Time-wise correction due in large-cap IT stocks; TCS, NIIT Tech top picks

Though analysts remain bullish on the sector, they caution against the sharp rally seen thus far in CY18

Photo: Shutterstock
Photo: Shutterstock
Pranati Deva New Delhi
Last Updated : May 04 2018 | 6:00 AM IST
A number of information technology (IT) companies have announced their earnings for the March 2018 quarter, which were mostly mostly in line with the analysts’ expectations. In some cases, the companies tweaked the guidance for financial year 2018-19 (FY19) to reflect the challenging business environment.

Infosys, for instance, revised the EBIT margin guidance for FY19 to 22-24 per cent from 23-25 per cent (FY18) earlier. However, the net profit and revenues grew 2.4 per cent and 5.6 per cent, respectively year-on-year during the recently conclude quarter. Sequentially, the net profit declined 28.1 per cent and revenues grew 1.6 per cent.

On the other hand, markets gave a thumbs-up to TCS after it posted double-digit revenue growth in dollar terms in Q4 for the first time in the last 12 quarters. The IT major reported a sequential growth of 8.2 per cent in Q4FY18 revenues. The firm’s consolidated profit was at Rs 69.04 billion for the quarter ended March 2018, registering a 5.7 per cent growth compared to Rs 65.31 billion in previous quarter and 4.5 per cent growth over year-ago period.

In constant currency terms, revenue of both Infosys and TCS grew 5.8 per cent and 6.7 per cent, respectively, in FY18.

So, should you invest in the large-cap IT stocks at the current levels?

Though analysts remain bullish on the sector, they caution against the sharp rally seen thus far in CY18 and the valuations at which some of these stocks trade. A time-wise correction is possible in the near-term in TCS (based on valuations), as well as in Infosys, Wipro and HCL Tech (subdued near-term operational outlook), experts suggest.

Harit Shah, research analyst at Reliance Securities, for instance, advises investors wait for 5- 10% correction before putting fresh money in these stocks.

"TCS is likely to perform the best (operationally) in FY19 followed by HCL Technologies. We expect 11.7 per cent dollar revenue growth on the back of strong growth in emerging verticals, client investments in Digital and recovery in BFSI and retail verticals. Expect 10.9 per cent dollar revenue growth for HCL Tech in FY19, albeit aided majorly by acquisitions. Infosys and Wipro are expected to both record single digit revenue growth of 8.1 per cent and 6.5 per cent, respectively,” Shah says.
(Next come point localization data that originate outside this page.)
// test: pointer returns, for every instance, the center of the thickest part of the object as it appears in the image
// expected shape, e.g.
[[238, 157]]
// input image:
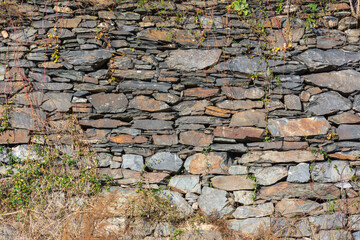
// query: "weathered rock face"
[[234, 120], [298, 127], [189, 60]]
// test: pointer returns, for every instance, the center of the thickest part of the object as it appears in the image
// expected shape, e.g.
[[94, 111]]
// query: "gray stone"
[[95, 58], [152, 124], [250, 225], [238, 170], [346, 81], [244, 197], [319, 60], [214, 202], [356, 104], [133, 162], [27, 118], [243, 64], [177, 199], [228, 147], [269, 175], [348, 132], [334, 234], [193, 59], [326, 222], [328, 103], [108, 103], [299, 173], [60, 102], [103, 159], [334, 171], [164, 161], [260, 210], [185, 184], [138, 85]]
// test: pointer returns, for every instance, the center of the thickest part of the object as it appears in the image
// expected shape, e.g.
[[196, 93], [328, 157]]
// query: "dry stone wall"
[[252, 118]]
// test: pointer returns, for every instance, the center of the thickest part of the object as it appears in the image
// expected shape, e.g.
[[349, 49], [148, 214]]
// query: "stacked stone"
[[152, 92]]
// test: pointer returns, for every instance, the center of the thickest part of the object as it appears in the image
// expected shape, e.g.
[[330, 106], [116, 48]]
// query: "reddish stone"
[[239, 133], [165, 139], [218, 112], [103, 123], [233, 183], [128, 139], [195, 138], [207, 163], [249, 118], [280, 157], [298, 127], [201, 92], [148, 104]]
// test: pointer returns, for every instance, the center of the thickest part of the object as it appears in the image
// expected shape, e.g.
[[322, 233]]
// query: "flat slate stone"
[[346, 81], [164, 161], [348, 132], [152, 124], [328, 103], [214, 202], [214, 162], [260, 210], [193, 59], [185, 184], [108, 102], [94, 58], [284, 127], [280, 157], [132, 162], [243, 64]]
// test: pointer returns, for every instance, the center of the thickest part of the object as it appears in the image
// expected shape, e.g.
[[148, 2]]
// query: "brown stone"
[[103, 123], [296, 207], [195, 138], [134, 177], [280, 157], [148, 104], [213, 162], [248, 118], [298, 127], [68, 23], [201, 92], [295, 145], [240, 104], [294, 190], [218, 112], [108, 102], [345, 118], [128, 139], [134, 74], [239, 133], [11, 87], [242, 93], [233, 183], [167, 140]]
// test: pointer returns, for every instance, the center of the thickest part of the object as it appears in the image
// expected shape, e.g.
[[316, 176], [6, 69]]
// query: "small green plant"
[[240, 6]]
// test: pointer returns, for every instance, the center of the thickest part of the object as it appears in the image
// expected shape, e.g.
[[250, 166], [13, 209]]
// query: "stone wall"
[[247, 117]]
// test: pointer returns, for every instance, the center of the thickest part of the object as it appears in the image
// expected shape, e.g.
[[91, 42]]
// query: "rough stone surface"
[[164, 161], [190, 60], [299, 173], [185, 184], [132, 162], [261, 210], [214, 202], [233, 183], [328, 103], [213, 162]]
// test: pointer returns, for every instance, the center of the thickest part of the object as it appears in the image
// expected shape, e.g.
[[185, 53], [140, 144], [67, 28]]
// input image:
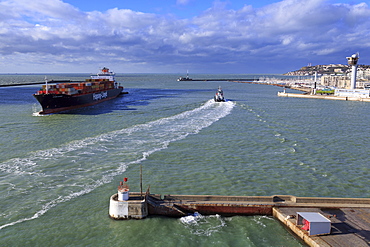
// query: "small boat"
[[219, 96], [185, 78]]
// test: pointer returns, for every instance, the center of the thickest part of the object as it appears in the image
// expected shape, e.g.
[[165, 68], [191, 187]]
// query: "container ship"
[[57, 97]]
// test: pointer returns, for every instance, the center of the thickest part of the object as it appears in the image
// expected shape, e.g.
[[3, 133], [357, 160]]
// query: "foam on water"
[[44, 179]]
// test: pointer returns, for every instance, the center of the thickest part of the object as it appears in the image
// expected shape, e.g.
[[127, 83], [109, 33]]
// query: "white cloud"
[[306, 31]]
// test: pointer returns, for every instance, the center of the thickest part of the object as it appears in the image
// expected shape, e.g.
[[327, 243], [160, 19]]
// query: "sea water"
[[59, 171]]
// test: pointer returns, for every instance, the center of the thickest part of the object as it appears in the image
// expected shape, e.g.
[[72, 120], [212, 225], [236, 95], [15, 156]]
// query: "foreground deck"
[[349, 217]]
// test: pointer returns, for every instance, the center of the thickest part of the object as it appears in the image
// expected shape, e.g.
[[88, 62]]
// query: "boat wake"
[[203, 225], [34, 184]]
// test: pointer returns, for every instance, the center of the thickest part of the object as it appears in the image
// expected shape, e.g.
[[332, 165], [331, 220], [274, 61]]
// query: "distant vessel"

For Gaurang Shah, head investment strategist at Geojit Financial Services, TCS remains the top pick in the IT sector followed by Infosys and HCL Tech. Wipro, on the other hand, he thinks, can’t deliver good returns going ahead based on its recent earnings performance. He expects a 15-20% return from blue-chip IT stocks in the coming three - four years.

IT stocks outperformed the benchmark indices in April, rallying 8.8 per cent, as compared to a 3.4 per cent rise in the Nifty.

Gains were led by Tata Consultancy Services (TCS). The stock rallied nearly 20 per cent in April 2018 and became the first Indian IT company to scale $100 billion market capitalisation (market-cap) mark.

Infosys, India's second-largest software services firm soared 5.72 per cent and HCL Technologies (2 per cent) at the bourses, ACE Equity data show.

Among the mid-cap IT stocks, Shah of Geojit expects NIIT Tech to outdo large-cap peers in FY19 in terms of operational and stock market performance. "NIIT Tech can deliver 20-25% return for investors in the next three - four years," he says.